Ich nehme mal an das dieser Rechner mit Vista 32bit ausgeliefert wurde, denn dann kann ich es verstehen warum bei diesem Bios unter anderem das Memory Remapping deaktiviert wurde.
Befindet sich überhaupt in deinem Bios das Menü "Advanced Chipset Features"?
Und das ein Biosupdate diesen gesperrten Bios Bereich frei gibt, bezweifel ich mal ganz stark.


----------



## caine2011 (11. Dezember 2008)

sag ich ja bi jedem "aldi pc" sind nich mehr als 4gib zu addressieren, da is nochmal die technikgrundlage meiner erfahrung


----------



## riedochs (11. Dezember 2008)

Folgendes ist mir gerade eingefallen:
Ich hatte auch mal ein medion Board hier, bei dem gab es ueber eine Tastenkombination/Passwort die Moeglichkeit diesen gesperrten Bereich zu oeffnen. In meinem fall wurde das Board von MSI produziert. Du solltest versuchen herauszufinden wer das Board gebaut hat.


----------



## Stefan Payne (11. Dezember 2008)

MSI.

Medion Boards sind eigentlich immer von MSI.


----------



## caine2011 (11. Dezember 2008)

genau eigentlich alle seit dem allerersten aldi-pc
außerdem heißt sein board auch irgendwas mit ms-
also microstar


----------



## Sash (11. Dezember 2008)

hatte einmal einen aldi pc, und nie wieder. ist ne marke die ich wie ati oder sony meide, aus guten grund. die beschneiden alles so wie es ihnen passt. bei meinem damals zb war ein dvd brenner dabei, und jetzt das lustige: beim packet dabei lag nero burning rom irgendwas SE also special edition. ok denkt dir das ist noch nicht lustig genug, aber das tolle daran war ich konnte KEIN anderes brenn programm verwenden als das. keins! ich hab zig probiert, überall kam nur datenmüll raus, nur diese spezielle nero version lief. und mein ram war bei max 4*512mb beschnitten, also 2gb. aber dazu muß ich sagen 2gb reichten zu dieser zeit vollkommen aus.


----------



## amdintel (11. Dezember 2008)

riedochs schrieb:


> Folgendes ist mir gerade eingefallen:
> Ich hatte auch mal ein medion Board hier, bei dem gab es ueber eine Tastenkombination/Passwort die Moeglichkeit diesen gesperrten Bereich zu oeffnen. In meinem fall wurde das Board von MSI produziert. Du solltest versuchen herauszufinden wer das Board gebaut hat.

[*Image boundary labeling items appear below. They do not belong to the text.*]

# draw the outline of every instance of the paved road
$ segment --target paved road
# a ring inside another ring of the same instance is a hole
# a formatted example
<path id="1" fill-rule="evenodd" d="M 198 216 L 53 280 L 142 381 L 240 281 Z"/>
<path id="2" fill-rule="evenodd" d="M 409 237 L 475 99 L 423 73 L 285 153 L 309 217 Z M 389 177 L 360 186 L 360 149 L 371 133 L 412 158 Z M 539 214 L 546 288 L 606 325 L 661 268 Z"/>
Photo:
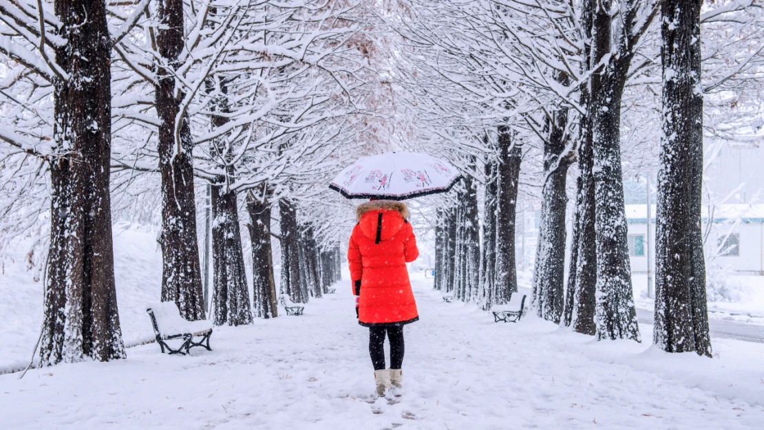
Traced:
<path id="1" fill-rule="evenodd" d="M 643 324 L 652 325 L 652 311 L 638 309 L 636 309 L 636 318 Z M 755 325 L 713 318 L 709 319 L 708 325 L 711 327 L 712 336 L 764 344 L 764 325 Z"/>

ja mit F11 geht das, nur hat Medion seit einer weile das Passw. geändert und zwar bei allen PCs ab ende2005 und 2006 an und auch neueren Aldi PCs, 
und was man da eintellen kann ist von PC zu PC verschieden, 
hin und wieder konnte man  Ram Settings, und die Erkennung des Ram Manuell einstellen,   oder die Lüfter Steuerung, aber hier steht doch dass das Bios den Ram erkannt hat, nur das Windows nicht und das  hat weder,  was mit den PC zu tun, noch mit dem Bios, 
sondern mit der Person die unmittelbar vor dem PC sitzt 
wahrscheinlich hat er doch ein 32 Bit Vista und geht nun mal nicht mehr als 3.2 . 
und er macht ja nicht die Index Neu berechnung falls er doch 64 Vista hat und 
undert sich immer noch, das Vista die Erweiterung nicht erkennt , würde sagen selber schult .
Hat auch keinen weiteren Sinn hierzu noch weitere Kommentare abzugeben .


----------



## SpaM_BoT (11. Dezember 2008)

amdintel schrieb:


> ... aber hier steht doch dass das Bios den Ram erkannt hat, nur das Windows nicht...


Sag mal..., liest du die Posts in diesem Thread nicht mit?
Orginaltext vom TE:


KBasti schrieb:


> Beim Start wird 6GB angezeigt, im BIOS werden 6GB angezeigt, im Explorer, Windows-Leistungsindex, so gut wie jedes Tool zum anzeigen von Systemspezifikationen und so weiter...


Und es ist eigentlich völlig egal was dort unter Vista64bit angezeigt wird.
Außschlaggebend ist die Anzeige im Taskmanager. Wird dort im Taskmanager(unter Vista64bit) weniger als 4GB angezeigt... dann unterstützt entweder das Board oder/und das Bios die 64bit Adressierung nicht.
----------


amdintel schrieb:


> und das  hat weder,  was mit den PC zu tun, noch mit dem Bios,
> sondern mit der Person die unmittelbar vor dem PC sitzt


Dazu sag ich mal lieber nix... es könnte sonst in einer mega Beleidigung enden.
----------


amdintel schrieb:


> wahrscheinlich hat er doch ein 32 Bit Vista und geht nun mal nicht mehr als 3.2 .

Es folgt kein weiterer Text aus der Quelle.